A Petrobras tem planos de fazer novos pedidos a estaleiros nacionais à medida que busca a expansão da produção offshore para colocar o Brasil entre os principais produtores de petróleo. “Mas, para ter sucesso, a indústria terá que superar fatores que anteriormente a deixaram lutando para ser competitiva e cumprir prazos”, escreve o jornal.
Reforma tributária
A aprovação da reforma tributária foi destacada pela reportagem pela sua boa recepção no mercado, com a S&P elevando a classificação soberana do Brasil em um nível, embora ainda abaixo do grau de investimento.
Mesmo assim, o jornal salienta que o desafio ainda é grande, com a produtividade crescendo pouco no País. Carla Argenta, economista-chefe da CM Capital, afirma à publicação que o Brasil provavelmente se beneficiará no curto prazo com o afrouxamento monetário internacional.
“Mas a capacidade limitada do País de criar impulso interno para a atividade deve manter o crescimento do PIB em taxas modestas”, acrescenta. A economia expandiu a uma taxa anual de apenas 0,5% em média na última década.
Programa de Aceleração do Crescimento
Outra “fórmula antiga” do governo Lula é o novo programa de obras públicas do governo, o Programa de Aceleração do Crescimento (PAC), aponta o Financial Times. No PAC 1, apenas 25% dos projetos foram entregues, enquanto no PAC 2 a cifra foi de 36%.
O jornal coloca que funcionários da administração federal dizem que, desta vez, será diferente, com prioridade para a conclusão de projetos inacabados e maior participação do setor privado por meio de concessões e parcerias.
Questão climática
O jornal ainda ressalta outro foco do governo: a promoção de empreendimentos que combatam o aquecimento global. Entre eles está a repressão a desmatadores, o incentivo para a economia verde e o potencial para energias renováveis, em especial o hidrogênio verde.
A reportagem cita o caso da fabricante chinesa de automóveis BYD, que começará a produzir carros elétricos no Nordeste, como parte de um investimento de R$ 3 bilhões. Para ajudar a produção nacional, o governo está impondo tarifas sobre carros elétricos importados. Porém, alguns economistas estão cautelosos em relação ao protecionismo.

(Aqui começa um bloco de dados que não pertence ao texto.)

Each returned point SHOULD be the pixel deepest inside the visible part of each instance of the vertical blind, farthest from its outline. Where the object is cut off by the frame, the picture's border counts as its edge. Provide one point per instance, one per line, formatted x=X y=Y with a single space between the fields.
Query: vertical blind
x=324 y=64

“Subsídios e incentivos a setores tendem a durar mais do que se imagina, com um impacto menor do que o esperado”, diz Gustavo Arruda, economista do BNP Paribas, em entrevista à reportagem.
Endividamento
A dívida pública, atualmente em 74% do PIB, é relativamente alta para uma economia emergente, diz o jornal. Isso pode ter efeitos em cascata na inflação e na confiança do investidor, segundo alguns especialistas ouvidos pelo jornal.
“Embora não estejamos esperando (que a situação fiscal) desencadeie uma crise, o aumento do endividamento continuará expondo as fragilidades do Brasil”, diz Arruda. “A necessidade de ajuste fiscal no futuro pode conter os investimentos do setor privado.”
Para Paulo Bilyk, CEO da gestora de ativos Rio Bravo Investimentos, também entrevistado pelo FT, a questão mais crítica para o investidor é a estabilidade fiscal. “Todos terão que ficar de olho nos pecados do passado que estão tentando ser repetidos.”, destaca.